- O tribunal de The Hague explicou que o governo holandês discriminou moradores de Bonaire ao não protegê-los adequadamente das mudanças climáticas e por tratá-los de forma diferente do restante do país.
- A corte ordenou que o Estado elabore um plano concreto de adaptação para Bonaire e apresente metas mais rígidas para reduzir as emissões de gases de efeito estufa.
- Foi exigido que o país estabeleça um orçamento nacional de carbono, com uma participação justa do orçamento global de carbono e metas intermediárias juridicamente vinculantes, alinhadas ao teto de 1,5 °C de aquecimento global.
- O governo tem seis meses para apresentar esse orçamento e as metas, de forma transparente, levando em conta a capacidade histórica de emissão do país.
- A ação foi movida por moradores de Bonaire com o apoio da Greenpeace Nederland; a ONG teve parte reconhecida pela corte, que pode ser recorrida.
Em The Hague, o governo holandês foi considerado culpado de discriminar moradores de Bonaire ao não protegê-los adequadamente dos impactos da crise climática.

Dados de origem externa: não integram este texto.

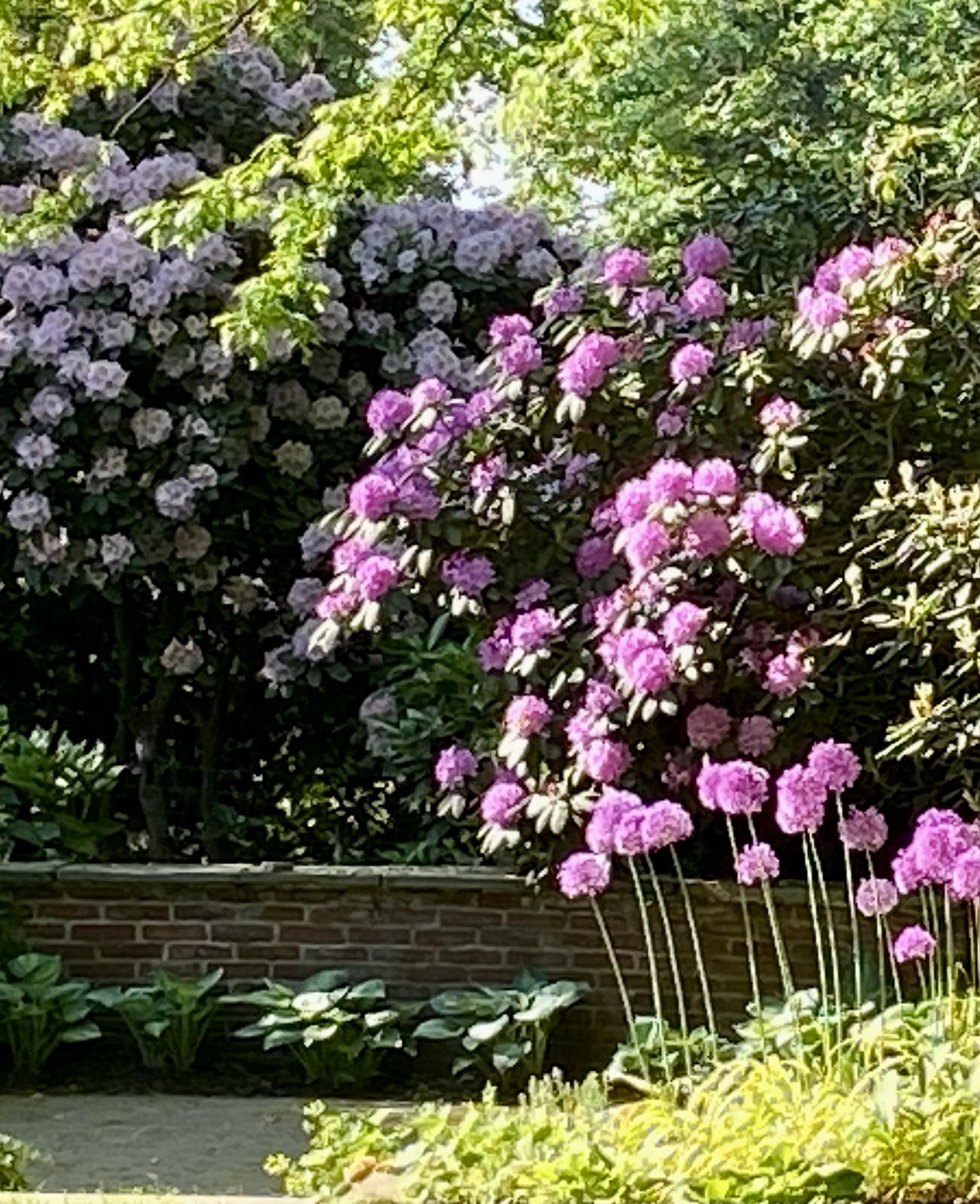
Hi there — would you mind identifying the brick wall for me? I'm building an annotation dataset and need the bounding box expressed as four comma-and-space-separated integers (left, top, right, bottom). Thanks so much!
0, 865, 915, 1066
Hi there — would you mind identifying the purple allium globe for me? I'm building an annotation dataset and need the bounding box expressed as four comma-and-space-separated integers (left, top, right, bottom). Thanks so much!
853, 878, 898, 917
736, 840, 779, 886
558, 853, 610, 899
892, 923, 935, 963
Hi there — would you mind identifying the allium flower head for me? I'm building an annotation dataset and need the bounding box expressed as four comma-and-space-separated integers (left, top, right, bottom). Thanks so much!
686, 702, 732, 749
680, 234, 732, 276
842, 804, 888, 853
558, 853, 609, 899
892, 923, 935, 962
503, 693, 551, 738
697, 761, 769, 815
736, 840, 779, 886
602, 247, 649, 288
441, 551, 497, 598
434, 744, 477, 790
950, 849, 980, 903
737, 715, 775, 756
667, 343, 715, 384
853, 878, 898, 916
775, 764, 827, 836
806, 740, 861, 795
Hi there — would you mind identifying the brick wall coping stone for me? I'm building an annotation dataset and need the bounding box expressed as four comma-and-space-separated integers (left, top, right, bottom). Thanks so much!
0, 861, 846, 908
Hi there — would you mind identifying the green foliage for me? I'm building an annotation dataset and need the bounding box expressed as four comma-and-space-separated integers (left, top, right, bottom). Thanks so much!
0, 707, 123, 857
228, 970, 418, 1091
0, 1133, 34, 1192
266, 1027, 980, 1204
413, 970, 586, 1088
0, 954, 101, 1077
89, 969, 224, 1072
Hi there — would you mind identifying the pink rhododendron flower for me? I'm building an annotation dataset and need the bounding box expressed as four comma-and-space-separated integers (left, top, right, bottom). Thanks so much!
667, 343, 715, 384
503, 693, 551, 738
680, 276, 727, 318
602, 247, 649, 288
434, 744, 477, 790
686, 702, 732, 749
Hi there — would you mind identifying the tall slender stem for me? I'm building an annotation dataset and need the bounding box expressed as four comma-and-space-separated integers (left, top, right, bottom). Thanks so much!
805, 832, 844, 1049
626, 857, 671, 1078
725, 815, 768, 1050
834, 795, 863, 1011
646, 856, 691, 1078
671, 845, 718, 1048
589, 897, 650, 1078
803, 836, 831, 1069
746, 815, 796, 999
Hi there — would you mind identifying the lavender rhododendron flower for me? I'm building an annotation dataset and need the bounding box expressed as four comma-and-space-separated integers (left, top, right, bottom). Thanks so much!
434, 744, 477, 790
697, 761, 769, 815
853, 878, 898, 916
736, 840, 779, 886
775, 764, 827, 836
838, 804, 888, 853
480, 782, 526, 827
558, 853, 610, 899
892, 923, 935, 963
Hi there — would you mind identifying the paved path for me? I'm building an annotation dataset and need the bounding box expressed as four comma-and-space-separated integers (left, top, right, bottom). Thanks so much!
0, 1095, 304, 1195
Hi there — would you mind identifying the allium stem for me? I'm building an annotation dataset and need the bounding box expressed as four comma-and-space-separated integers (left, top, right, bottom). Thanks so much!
626, 857, 671, 1078
805, 832, 844, 1049
834, 794, 863, 1011
589, 896, 650, 1078
646, 855, 691, 1078
725, 815, 768, 1052
746, 815, 796, 999
671, 845, 718, 1049
803, 833, 831, 1069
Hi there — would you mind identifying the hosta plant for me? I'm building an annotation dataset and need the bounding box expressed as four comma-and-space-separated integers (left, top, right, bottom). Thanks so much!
91, 969, 223, 1070
0, 954, 101, 1077
414, 970, 586, 1087
229, 970, 418, 1091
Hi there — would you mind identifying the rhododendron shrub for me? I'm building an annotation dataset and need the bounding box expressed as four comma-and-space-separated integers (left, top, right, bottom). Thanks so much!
0, 46, 582, 856
297, 236, 820, 866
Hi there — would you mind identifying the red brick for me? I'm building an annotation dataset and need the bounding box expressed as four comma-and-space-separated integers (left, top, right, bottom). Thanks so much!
142, 923, 208, 940
106, 903, 170, 920
259, 903, 304, 922
279, 923, 347, 945
35, 899, 101, 920
69, 923, 136, 945
211, 921, 276, 943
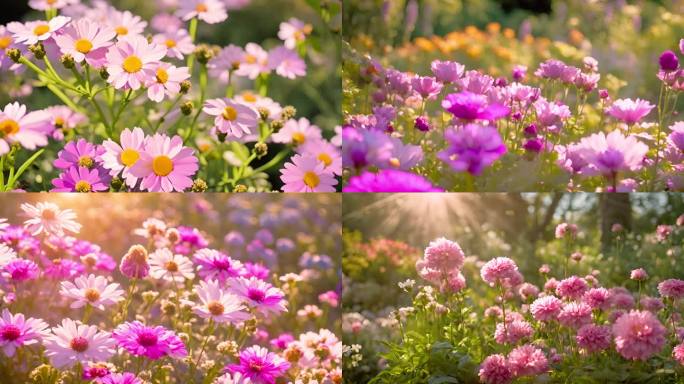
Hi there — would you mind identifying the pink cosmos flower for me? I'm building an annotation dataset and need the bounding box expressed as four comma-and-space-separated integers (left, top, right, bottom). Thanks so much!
613, 311, 666, 360
101, 127, 146, 188
44, 319, 115, 368
606, 99, 655, 124
226, 345, 290, 384
130, 134, 199, 192
152, 28, 195, 60
55, 19, 116, 67
202, 99, 259, 139
478, 355, 514, 384
145, 62, 190, 103
112, 320, 188, 360
0, 308, 48, 357
192, 280, 252, 324
229, 277, 287, 315
106, 35, 166, 90
176, 0, 228, 24
0, 102, 52, 155
7, 16, 71, 45
280, 155, 337, 192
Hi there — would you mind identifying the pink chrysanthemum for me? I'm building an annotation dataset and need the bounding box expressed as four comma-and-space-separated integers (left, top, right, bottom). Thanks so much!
0, 308, 48, 357
130, 134, 199, 192
478, 355, 514, 384
530, 296, 563, 321
44, 319, 115, 368
613, 311, 666, 360
280, 155, 337, 192
107, 35, 166, 90
575, 324, 612, 352
112, 321, 188, 360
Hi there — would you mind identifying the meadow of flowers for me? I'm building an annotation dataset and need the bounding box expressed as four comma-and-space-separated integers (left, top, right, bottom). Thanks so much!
0, 0, 341, 192
342, 0, 684, 192
342, 195, 684, 384
0, 195, 342, 384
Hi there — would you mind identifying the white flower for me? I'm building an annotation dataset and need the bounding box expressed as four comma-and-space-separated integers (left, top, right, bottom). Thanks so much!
149, 248, 195, 283
59, 274, 124, 311
21, 203, 81, 236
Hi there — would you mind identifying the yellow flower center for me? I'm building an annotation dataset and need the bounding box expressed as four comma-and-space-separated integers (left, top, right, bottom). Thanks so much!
221, 105, 237, 121
318, 153, 332, 167
84, 288, 100, 303
157, 68, 169, 84
123, 55, 142, 73
292, 132, 306, 145
0, 36, 12, 50
152, 155, 173, 176
304, 171, 321, 188
74, 180, 92, 192
33, 24, 50, 36
119, 148, 140, 167
74, 39, 93, 53
0, 119, 19, 136
114, 25, 128, 36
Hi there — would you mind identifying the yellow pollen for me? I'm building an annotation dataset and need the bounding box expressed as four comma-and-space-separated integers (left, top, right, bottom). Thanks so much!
74, 39, 93, 53
119, 148, 140, 167
74, 180, 92, 192
33, 24, 50, 36
0, 36, 12, 50
221, 105, 237, 121
318, 153, 332, 167
0, 119, 19, 136
123, 55, 142, 73
84, 288, 100, 303
304, 171, 321, 188
292, 132, 306, 145
152, 155, 173, 176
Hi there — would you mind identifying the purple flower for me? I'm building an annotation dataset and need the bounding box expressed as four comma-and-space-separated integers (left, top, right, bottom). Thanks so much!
437, 124, 506, 175
112, 321, 188, 360
442, 91, 510, 120
343, 169, 443, 192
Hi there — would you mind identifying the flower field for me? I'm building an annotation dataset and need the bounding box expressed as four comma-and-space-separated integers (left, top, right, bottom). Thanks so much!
0, 0, 342, 192
342, 194, 684, 384
0, 194, 342, 384
342, 0, 684, 192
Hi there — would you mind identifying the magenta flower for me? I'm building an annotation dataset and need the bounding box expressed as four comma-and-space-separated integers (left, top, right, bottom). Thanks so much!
442, 91, 510, 120
226, 345, 290, 384
437, 124, 506, 176
130, 134, 199, 192
112, 321, 188, 360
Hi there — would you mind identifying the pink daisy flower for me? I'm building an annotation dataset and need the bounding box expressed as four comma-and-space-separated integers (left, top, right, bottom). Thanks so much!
55, 19, 116, 67
43, 319, 115, 368
7, 16, 71, 45
130, 134, 199, 192
272, 117, 322, 145
229, 277, 287, 315
176, 0, 228, 24
146, 62, 190, 103
101, 127, 146, 188
59, 274, 124, 311
202, 99, 259, 139
267, 46, 306, 79
152, 29, 195, 60
0, 308, 48, 357
280, 155, 337, 192
192, 280, 252, 324
112, 321, 188, 360
613, 311, 666, 360
107, 35, 166, 90
0, 102, 52, 155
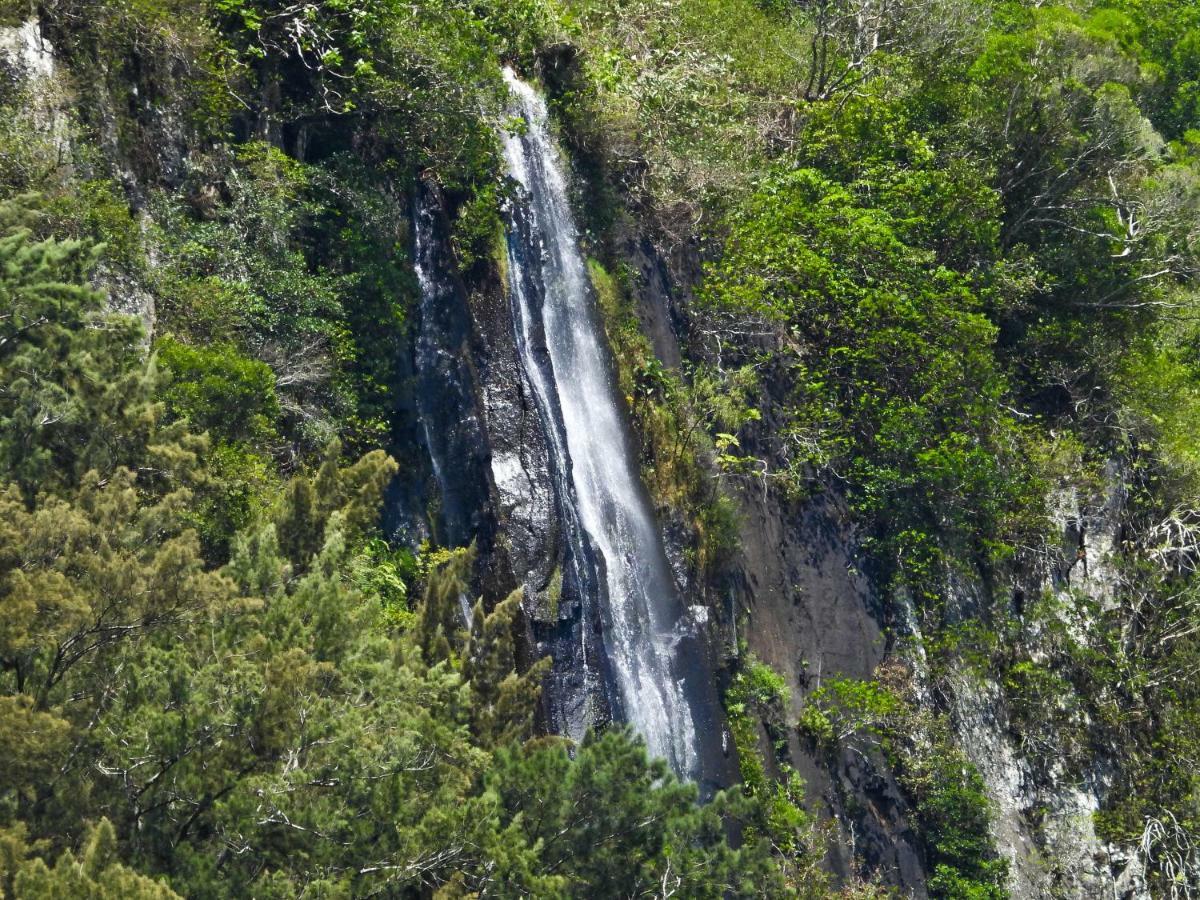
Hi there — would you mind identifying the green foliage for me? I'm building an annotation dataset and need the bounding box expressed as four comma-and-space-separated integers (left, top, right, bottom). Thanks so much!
703, 169, 1046, 602
156, 335, 281, 446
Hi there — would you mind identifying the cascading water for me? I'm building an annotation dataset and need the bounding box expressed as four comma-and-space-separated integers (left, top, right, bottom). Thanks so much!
494, 70, 721, 779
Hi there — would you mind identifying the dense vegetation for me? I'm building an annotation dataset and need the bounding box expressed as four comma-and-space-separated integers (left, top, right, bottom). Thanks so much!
7, 0, 1200, 898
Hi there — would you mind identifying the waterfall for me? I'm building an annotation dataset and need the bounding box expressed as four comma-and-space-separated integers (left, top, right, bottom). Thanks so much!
504, 70, 720, 779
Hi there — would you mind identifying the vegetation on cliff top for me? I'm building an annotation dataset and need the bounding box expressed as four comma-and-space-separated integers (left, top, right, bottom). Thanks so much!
7, 0, 1200, 896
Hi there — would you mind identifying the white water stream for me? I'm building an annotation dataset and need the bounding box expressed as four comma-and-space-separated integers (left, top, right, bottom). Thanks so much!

A decisão exige que a Holanda siga com ações de adaptação para Bonaire e aumente metas de emissão de gases do efeito estufa.
O tribunal considerou que Bonaire, território especial holandês, enfrenta risco elevado de elevação do nível do mar, calor extremo e outros efeitos climáticos, e que autoridades locais carecem de recursos e conhecimento para enfrentar esses desafios. Não houve plano coerente até o momento.
O processo foi movido por moradores de Bonaire, com o Greenpeace Nederland atuando como parte da ação coletiva. O veredito foi divulgado nesta quarta-feira, em The Hague, e reconheceu a legitimidade da organização Greenpeace na qualidade de parte autora.
O que a corte decidiu
A corte concluiu violação aos artigos 8 e 14 da Convenção Europeia de Direitos Humanos, que protegem a vida privada e familiar e proíbem discriminação. Além disso, concluiu que a Holanda não participa de forma justa da redução global de emissões.
A sentença determina a elaboração de um plano concreto de adaptação para Bonaire, com metas legais de curto prazo para reduzir emissões. O governo tem o prazo de seis meses para estabelecer um orçamento nacional de carbono compatível com o teto de 1,5°C de aquecimento global.
Implementação e próximos passos
O governo holandês precisa apresentar, de forma transparente, o orçamento de carbono e metas intermediárias com caráter legalmente vinculante. A avaliação de capacidade histórica de emissão também deverá ser considerada, segundo a decisão.
Sophie Hermans, ministra holandesa de Política Climática, informou que a decisão é relevante para Bonaire e para o território europeu dos Países Baixos. O governo afirmou que vai revisar o veredito com atenção.
Contexto histórico e reação
Bonaire enfrenta décadas de vulnerabilidade climática sem um plano único de enfrentamento, segundo o tribunal. A decisão anterior de 2015 sobre cortes de emissões na Holanda é citada como referência de jurisprudência em ações climáticas nacionais.
O veredito não impede recurso, cabível dentro de prazos legais. As partes não devem incluir opiniões pessoais; o foco permanece nos fatos e nas obrigações legais decorrentes da decisão. Fonte: tribunal de The Hague.